At a certain point, there was enough confidence for forecasters to post an attention-grabbing warning on social media on Feb. 1, three days before the storm’s arrival: “We are expecting a major storm with dangerous, even life-threatening impacts!”

In subsequent days, local law enforcement and elected officials — from the city of Los Angeles to Santa Barbara County — held media briefings about the dire forecasts that included National Weather Service meteorologists.

Such coordination between meteorologists and politicians hasn’t always happened. Unforgettably, although the National Weather Service office in Monterey issued a flood watch three days before a significant storm landed on Dec. 31, 2022, San Francisco officials were caught unprepared by a record deluge that flooded swaths of low-lying parts of the city and left residents and business owners furious.

There have also been memorable misses. Fourteen years ago, an unexpectedly powerful, slow-moving rainstorm unleashed a torrent of mud that inundated more than 40 homes in La Cañada Flintridge, a far cry from an initial forecast of a light to moderate rainstorm.

The models for the storm earlier this month did adjust in the days leading up to the event. Initial projections about three to five days ahead of the storm suggested Santa Barbara and Ventura counties would get hit the hardest. But as it drew closer, there were growing indications that Los Angeles County would bear the brunt, said Ryan Kittell, another meteorologist in the weather service’s Oxnard office.

That ended up being the case.

The weather service also made late adjustments to what the computer models were showing. Over a four-day period, models said to expect 8 to 10 inches of rain in the San Gabriel Mountains and 4 to 5 inches of rain in downtown L.A.

Meteorologists thought the computer models were underpredicting the projected rainfall totals, so they added a couple of inches to that forecast, Sirard said.

Their instincts proved correct. The weather service’s final forecast was for 8 to 14 inches of rain in the mountains and foothills through Feb. 6. And that was very accurate — the highest rainfall amount recorded in the San Gabriel Mountains over that period was 13.86 inches.

“A lot of us have been here for 25 years. So we know the weather patterns of what can cause the maximum amount of rainfall here,” Sirard said. “You get the high amount of water vapor in the atmosphere, you get the strong jetstream aloft nearby, you have the strong southeast to south low-level flow — all that moisture throughout the atmosphere, from the ground to 20,000 feet or more — all gets squeezed up into the mountains.”

In some areas, the storm proved to be a rainmaker more prolific than even experienced meteorologists had anticipated.

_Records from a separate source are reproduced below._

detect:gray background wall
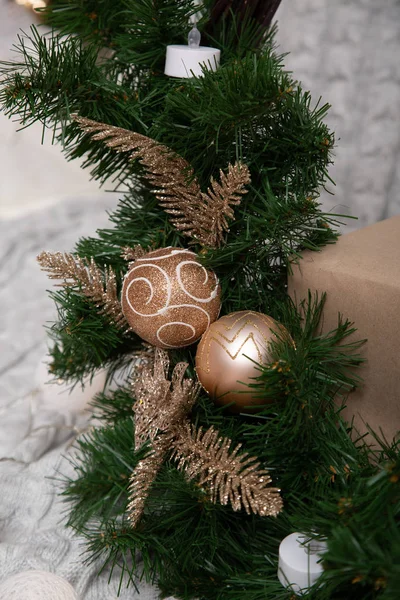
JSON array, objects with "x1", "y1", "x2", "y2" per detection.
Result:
[{"x1": 276, "y1": 0, "x2": 400, "y2": 227}]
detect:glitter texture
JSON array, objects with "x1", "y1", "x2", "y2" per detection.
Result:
[
  {"x1": 73, "y1": 115, "x2": 250, "y2": 248},
  {"x1": 37, "y1": 252, "x2": 130, "y2": 331},
  {"x1": 121, "y1": 247, "x2": 221, "y2": 348},
  {"x1": 127, "y1": 349, "x2": 283, "y2": 527}
]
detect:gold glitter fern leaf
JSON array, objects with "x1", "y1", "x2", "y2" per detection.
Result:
[
  {"x1": 73, "y1": 115, "x2": 250, "y2": 248},
  {"x1": 173, "y1": 423, "x2": 283, "y2": 517},
  {"x1": 37, "y1": 252, "x2": 129, "y2": 330},
  {"x1": 127, "y1": 348, "x2": 282, "y2": 527}
]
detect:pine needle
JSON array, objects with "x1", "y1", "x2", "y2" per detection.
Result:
[
  {"x1": 173, "y1": 424, "x2": 283, "y2": 517},
  {"x1": 73, "y1": 115, "x2": 250, "y2": 248},
  {"x1": 37, "y1": 252, "x2": 129, "y2": 331}
]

Before the storm began, the weather service had forecast 6.37 inches of rain would fall over a four-day period in downtown Los Angeles. Some people might’ve been hard-pressed to believe such an astonishing amount: On average, downtown gets 14.25 inches of rain in an entire year.

For the four-day period ending at 9 p.m. Feb. 6, 8.66 inches of rain fell on downtown L.A.

Still, the range of the forecast totals helped accurately guide the kinds of warnings that needed to be issued. Once forecast totals in lower-lying cities reach “5, 6, 7, 8 inches, the impacts are pretty much the same” in terms of flooding and landslide risk, Kittell said.

That messaging helped fuel substantial storm preparedness, so officials and residents were not caught completely off guard when land began sliding in a number of hillside communities across L.A. County, including north of Hollywood, Beverly Hills and Westwood, as well as in Baldwin Hills and Hacienda Heights.

Pre-storm warnings also let residents know to stock and stack sandbags. And officials readied response teams like swift-water rescue crews that were needed across Southern California.